Of the 25,500 new “social housing” tenancies to be provided next year under the budget, 19,600 – almost 80 per cent – will be through subsidised supports for households in the private rented sector. Most of these will supported with the Housing Assistance Payment (HAP).
Donal McManus, chief executive of the Irish Council for Social Housing, described as “worrying” the level of reliance on HAP.
“We need to question our approach here. Expanding the HAP programme, which relies entirely on the private rental sector, is worrying. There isn’t enough rental stock out there,” he said.
“On Budget Day there were 1,123 properties to rent on Daft.ie for the whole of Co Dublin. Of these, only 100 were under the HAP maximum rate of €1,300 for a family with three children, and almost all were one-bedroom units.
“Short-term and temporary measures will chip away at the social housing budget without increasing the social housing stock.”
Fr Sean Healy, director of the think-tank Social Justice Ireland, said: "Government needs to get past its belief that the private sector is going to do these jobs, like solve the homelessness and housing crisis, for them. It never has and it never will. It will not provide the infrastructure required."
He said the promise of 3,800 directly-built social houses was “totally inadequate”, given there were “well over 90,000 households” on the social housing waiting list.

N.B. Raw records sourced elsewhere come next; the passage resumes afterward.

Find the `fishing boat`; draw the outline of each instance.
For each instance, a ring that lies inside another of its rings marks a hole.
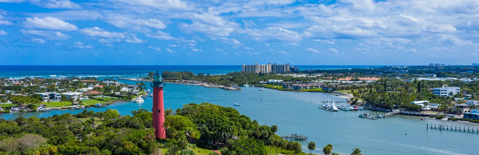
[[[143,102],[145,102],[145,100],[143,100],[143,99],[141,98],[141,97],[137,97],[137,98],[135,99],[134,100],[133,100],[131,102],[134,102],[134,103],[142,103]]]
[[[336,104],[334,103],[334,101],[332,102],[332,103],[331,103],[331,105],[332,105],[331,106],[331,110],[332,110],[335,112],[337,112],[339,111],[339,109],[338,109],[338,107],[336,106]]]

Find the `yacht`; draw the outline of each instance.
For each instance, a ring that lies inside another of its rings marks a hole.
[[[145,100],[143,100],[143,99],[141,97],[137,97],[133,100],[133,101],[132,101],[132,102],[137,103],[140,103],[145,102]]]
[[[331,105],[332,105],[332,106],[331,106],[331,110],[332,110],[333,111],[335,111],[335,112],[337,112],[337,111],[339,111],[339,109],[338,109],[338,107],[337,107],[336,106],[336,104],[334,103],[334,101],[332,102],[332,103],[331,103]]]

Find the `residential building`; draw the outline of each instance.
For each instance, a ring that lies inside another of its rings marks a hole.
[[[279,84],[280,83],[282,82],[282,80],[269,80],[266,82],[266,83],[268,84]]]
[[[62,94],[65,95],[67,98],[72,98],[74,99],[77,99],[78,98],[81,98],[83,96],[83,93],[78,93],[78,92],[68,92],[68,93],[61,93]]]
[[[436,77],[436,74],[433,74],[433,73],[428,73],[428,74],[412,74],[412,75],[422,76],[425,77]]]
[[[299,67],[295,67],[295,66],[291,66],[289,67],[289,70],[291,71],[299,71]]]
[[[457,87],[433,88],[433,93],[439,96],[447,96],[449,95],[449,93],[451,92],[452,92],[452,95],[454,95],[456,93],[460,93],[461,92],[461,88]]]
[[[42,98],[43,98],[42,101],[44,102],[46,102],[48,101],[48,99],[51,100],[59,100],[61,99],[61,95],[59,93],[36,93],[40,94],[42,96]]]
[[[479,120],[479,108],[471,109],[470,113],[464,113],[464,118]]]
[[[276,64],[276,63],[273,63],[271,65],[271,72],[273,72],[282,73],[288,71],[289,71],[289,63],[286,63],[286,64]]]

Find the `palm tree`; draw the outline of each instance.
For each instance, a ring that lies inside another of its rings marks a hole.
[[[324,155],[328,155],[331,153],[331,147],[329,146],[326,145],[323,148],[323,153],[324,153]]]
[[[309,150],[309,155],[311,155],[311,151],[316,149],[316,144],[314,142],[309,142],[308,143],[308,149]]]
[[[363,154],[361,154],[361,150],[359,150],[359,148],[355,148],[353,149],[353,153],[349,155],[363,155]]]

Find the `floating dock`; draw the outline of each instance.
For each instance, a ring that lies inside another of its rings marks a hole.
[[[285,139],[286,140],[288,140],[289,139],[290,140],[308,140],[308,137],[307,136],[305,136],[304,135],[301,135],[301,134],[298,135],[297,134],[291,134],[291,135],[280,135],[279,137],[281,137],[281,138],[284,138],[284,139]]]
[[[431,124],[431,125],[429,125],[429,124],[427,124],[426,125],[426,130],[427,130],[428,129],[430,128],[431,129],[439,129],[440,131],[442,131],[443,130],[451,130],[455,131],[459,130],[459,131],[461,131],[461,130],[462,130],[463,132],[466,132],[466,131],[467,131],[468,133],[470,131],[472,131],[472,133],[474,133],[474,131],[476,131],[476,133],[479,133],[479,127],[474,128],[474,127],[473,127],[472,128],[470,128],[469,126],[468,126],[468,128],[466,128],[466,126],[462,126],[462,128],[461,128],[461,126],[459,126],[458,127],[457,125],[453,126],[452,125],[449,126],[449,125],[436,125],[436,124]]]

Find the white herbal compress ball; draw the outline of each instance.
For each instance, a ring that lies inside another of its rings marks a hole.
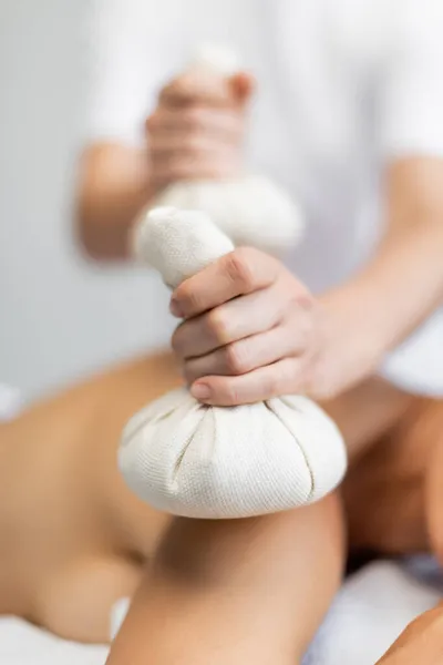
[[[229,49],[207,45],[197,51],[189,70],[230,76],[239,65]],[[204,211],[236,246],[250,245],[272,254],[297,244],[303,231],[299,207],[262,175],[177,182],[155,198],[152,207],[158,206]]]
[[[233,244],[202,212],[161,208],[140,222],[134,249],[176,287]],[[306,398],[218,408],[183,388],[133,417],[119,463],[127,485],[158,510],[233,519],[321,499],[342,479],[347,457],[336,424]]]

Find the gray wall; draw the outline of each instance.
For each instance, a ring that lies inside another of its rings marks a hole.
[[[172,329],[155,276],[89,265],[71,237],[86,11],[86,0],[0,0],[0,382],[29,396]]]

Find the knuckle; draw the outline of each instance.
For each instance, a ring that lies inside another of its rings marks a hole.
[[[175,291],[175,300],[179,303],[185,316],[193,314],[198,306],[198,295],[188,282],[181,284]]]
[[[249,291],[255,287],[255,260],[256,253],[250,247],[239,247],[226,257],[227,274],[241,290]]]
[[[210,338],[223,344],[228,338],[228,321],[220,307],[213,309],[206,317],[206,328]]]
[[[176,328],[174,330],[174,334],[172,336],[171,339],[171,346],[173,348],[173,351],[175,354],[177,354],[178,356],[182,355],[183,351],[183,334],[182,334],[182,326],[178,326],[178,328]]]
[[[223,381],[220,391],[223,393],[223,401],[226,405],[230,406],[240,403],[239,392],[236,388],[235,381],[229,379]]]
[[[229,344],[224,349],[225,366],[229,374],[241,375],[247,370],[247,362],[241,344]]]
[[[262,390],[269,396],[274,397],[278,392],[278,379],[274,371],[269,371],[262,379]]]

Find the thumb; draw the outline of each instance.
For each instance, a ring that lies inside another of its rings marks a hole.
[[[234,74],[234,76],[230,76],[229,86],[237,103],[240,106],[245,106],[253,96],[256,82],[251,74],[238,72],[237,74]]]

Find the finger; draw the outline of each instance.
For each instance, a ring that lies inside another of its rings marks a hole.
[[[297,337],[309,327],[305,319],[310,318],[301,307],[296,308],[292,313],[295,331],[288,332],[295,346],[299,341]],[[287,310],[288,294],[282,284],[277,283],[186,320],[173,335],[173,349],[182,360],[207,355],[223,346],[271,330],[284,321]],[[306,339],[306,335],[303,337]]]
[[[235,98],[227,79],[189,72],[163,88],[159,103],[168,106],[199,103],[220,109],[233,106]]]
[[[190,385],[207,376],[241,376],[260,367],[274,365],[305,350],[288,326],[253,335],[185,362],[184,376]]]
[[[181,318],[198,316],[270,286],[281,270],[282,265],[274,257],[253,247],[239,247],[181,284],[171,298],[171,311]]]
[[[245,105],[253,96],[256,81],[254,76],[247,72],[238,72],[229,79],[230,88],[235,99],[240,105]]]
[[[190,392],[206,405],[250,405],[272,397],[301,392],[303,370],[303,358],[285,358],[238,377],[212,376],[198,379],[192,385]]]
[[[204,133],[238,139],[244,132],[244,116],[230,110],[190,106],[188,109],[157,109],[146,121],[150,135],[158,133]]]

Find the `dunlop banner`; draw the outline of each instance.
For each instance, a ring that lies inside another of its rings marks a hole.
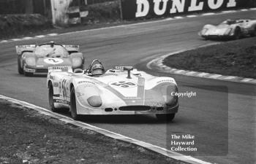
[[[123,19],[171,17],[249,7],[247,0],[120,0]]]

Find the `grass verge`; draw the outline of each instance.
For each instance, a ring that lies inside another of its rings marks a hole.
[[[178,69],[256,79],[256,37],[170,55],[163,63]]]
[[[184,163],[4,100],[0,112],[0,163]]]

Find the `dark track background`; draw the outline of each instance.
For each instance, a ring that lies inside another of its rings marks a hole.
[[[255,163],[255,85],[156,73],[147,70],[146,63],[161,55],[214,42],[197,36],[204,24],[217,24],[227,18],[253,17],[255,14],[255,11],[249,11],[158,21],[0,44],[0,94],[48,108],[46,78],[25,77],[18,74],[15,46],[51,40],[80,44],[88,60],[86,66],[94,58],[100,59],[107,69],[114,65],[140,63],[137,67],[148,73],[173,77],[180,91],[192,90],[198,94],[197,98],[180,99],[179,112],[167,125],[148,116],[99,117],[85,122],[162,147],[166,147],[171,126],[176,131],[205,138],[200,147],[205,147],[206,154],[223,150],[218,149],[223,147],[211,147],[211,143],[217,139],[216,127],[228,126],[227,155],[194,157],[217,163]],[[216,90],[214,85],[227,87],[227,102],[222,98],[225,93]],[[228,109],[222,105],[225,103]],[[228,122],[223,117],[223,110],[227,109]],[[225,133],[218,136],[220,143],[225,143]]]

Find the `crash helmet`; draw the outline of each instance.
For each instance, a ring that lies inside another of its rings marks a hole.
[[[100,76],[105,74],[105,69],[102,63],[95,63],[91,69],[91,76]]]

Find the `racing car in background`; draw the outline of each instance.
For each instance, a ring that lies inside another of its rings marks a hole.
[[[83,69],[83,55],[78,45],[62,45],[50,42],[41,44],[18,45],[18,71],[30,77],[34,74],[47,74],[49,66],[70,66]]]
[[[48,100],[53,112],[69,108],[74,120],[85,114],[156,114],[170,121],[178,112],[174,79],[154,77],[132,66],[105,71],[99,60],[86,70],[49,68]]]
[[[205,25],[198,33],[208,39],[240,39],[246,36],[256,36],[256,20],[226,20],[219,25]]]

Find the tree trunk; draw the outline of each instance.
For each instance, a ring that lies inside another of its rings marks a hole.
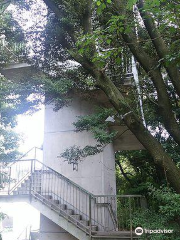
[[[124,99],[112,81],[102,72],[96,72],[98,86],[105,92],[109,101],[122,116],[126,126],[134,133],[141,144],[149,151],[154,159],[154,163],[164,169],[170,185],[180,193],[180,170],[164,151],[161,144],[144,127],[142,121],[132,112],[128,105],[124,104]]]

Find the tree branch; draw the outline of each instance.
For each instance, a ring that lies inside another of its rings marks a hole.
[[[166,64],[166,58],[168,55],[170,55],[170,51],[166,46],[166,43],[163,40],[160,32],[158,31],[152,16],[144,9],[144,1],[139,0],[137,6],[151,41],[155,46],[156,52],[160,59],[163,60],[162,63],[170,77],[172,84],[174,85],[177,94],[180,97],[180,72],[174,62]]]
[[[164,125],[170,135],[180,145],[180,128],[174,117],[166,85],[162,74],[158,69],[158,62],[151,59],[151,57],[138,44],[136,37],[133,34],[127,35],[122,33],[122,38],[127,43],[137,61],[150,76],[157,91],[159,111],[163,117]]]

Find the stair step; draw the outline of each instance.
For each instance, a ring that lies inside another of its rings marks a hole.
[[[13,191],[13,195],[29,195],[29,191]]]
[[[76,220],[78,220],[78,221],[81,220],[81,215],[79,215],[79,214],[73,214],[73,215],[70,215],[70,217],[71,217],[71,218],[74,218],[74,219],[76,219]]]
[[[65,210],[66,209],[66,205],[65,204],[58,204],[58,205],[51,205],[51,208],[55,209],[55,210]]]
[[[89,226],[89,221],[86,221],[86,220],[80,220],[79,223],[84,226]]]
[[[88,229],[90,229],[90,226],[87,226]],[[96,225],[91,225],[91,231],[97,232],[98,231],[98,226]]]
[[[48,200],[52,199],[52,195],[42,195],[42,197],[44,197],[45,199],[48,199]]]
[[[68,215],[73,215],[73,210],[72,209],[65,209],[64,212]]]

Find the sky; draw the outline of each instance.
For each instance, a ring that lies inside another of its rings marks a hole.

He said: “The problem with increasing HAP is, that doesn’t provide a single additional home. We need a substantial increase in social housing provision. We are going to see homelessness continue to rise until there is a fundamental change in Government thinking on housing.”
Mr Murphy, speaking on RTÉ radio, said it seemed Mr Ó Broin "doesn't understand" housing figures. He said the target of 47,000 new social housing units by 2021 committed to in Rebuilding Ireland had been increased to 50,000.
Mr Ó Broin, however, said these extra 3,000 would be provided between 2019 and 2021.
His concern was that there would be no increase next year beyond the Rebuilding Ireland targets.